Last week I underwent a minor medical procedure which carries a slight risk of infection. Sure enough, I, who couldn’t win a coin toss in a hundred tries, was the lucky 1 in 10,000 recipient.
I got to spend Father’s Day enjoying fever, chills and, because we were at a brunch buffet, complete loss of appetite. When this didn’t improve the next day, I went back to the hospital for some tests, and won a 3 day, all expense paid vacation in room 7E10.
On the morning of day 2, the IV device that drips saline and antibiotics into my bloodstream started beeping. I know truly sophisticated hospital guests learn to ignore these inconveniences, but with the device tethered 3 feet from my ear by a plastic tube, I found it somewhat distracting.
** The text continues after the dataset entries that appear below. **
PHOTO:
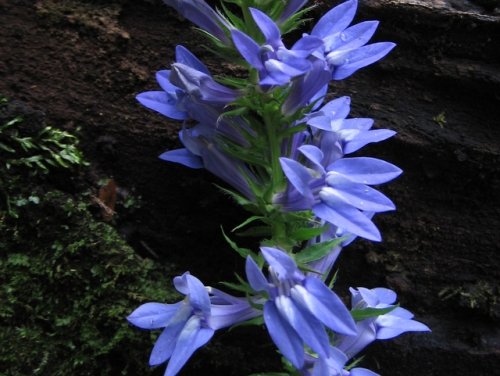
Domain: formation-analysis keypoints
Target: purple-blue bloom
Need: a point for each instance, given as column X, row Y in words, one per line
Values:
column 298, row 307
column 276, row 64
column 202, row 150
column 291, row 8
column 338, row 192
column 386, row 326
column 345, row 47
column 188, row 90
column 189, row 324
column 202, row 15
column 350, row 134
column 335, row 188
I’m no expert in medical equipment, but I’m guessing the “air-in-line” message that kept scrolling across the screen meant the device thought there was air in the line. I used the “Alert” button to notify the nurse’s station at least 3 times, but no one came to silence the beeping for over half an hour. At once per second, I reckon I endured some 1800 to 2000 beeps. They’re not soothing.
I tried wheeling the IV out and standing in the hall with it, so the whole staff could enjoy the rhythmic signal. People hurried past with complex electronic equipment and trays of food and bags for dirty laundry, but not one person gave the errant IV a second glance.
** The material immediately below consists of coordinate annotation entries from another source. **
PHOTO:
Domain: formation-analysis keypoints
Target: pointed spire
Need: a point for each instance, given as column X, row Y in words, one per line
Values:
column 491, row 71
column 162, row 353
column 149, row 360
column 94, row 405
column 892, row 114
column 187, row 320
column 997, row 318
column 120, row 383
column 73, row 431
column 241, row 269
Maybe I should have ordered some food. Whenever food arrives, a whole procession of hospital personnel mysteriously appears at my door wanting to take some blood, check my urine, give me medications, change my bed, bring me fresh linens, or just generally know how I’m feeling. The timing is too close to be a coincidence. The stampede shows up whenever I’m about to eat or when I’m talking to the outside world by phone. It’s like they’re being alerted by the NSA.
In general, though, the care has been excellent. Apart from a few minor annoyances, the only real drawback is the sheer monotony of hanging around all day in women’s clothing. (No offense intended to anyone who might enjoy that.) Plus, I’ve now mastered the skill of peeing into a bottle while holding a jonny rolled up and tucked under my chin. There must be other uses for that, though I can’t think of any offhand.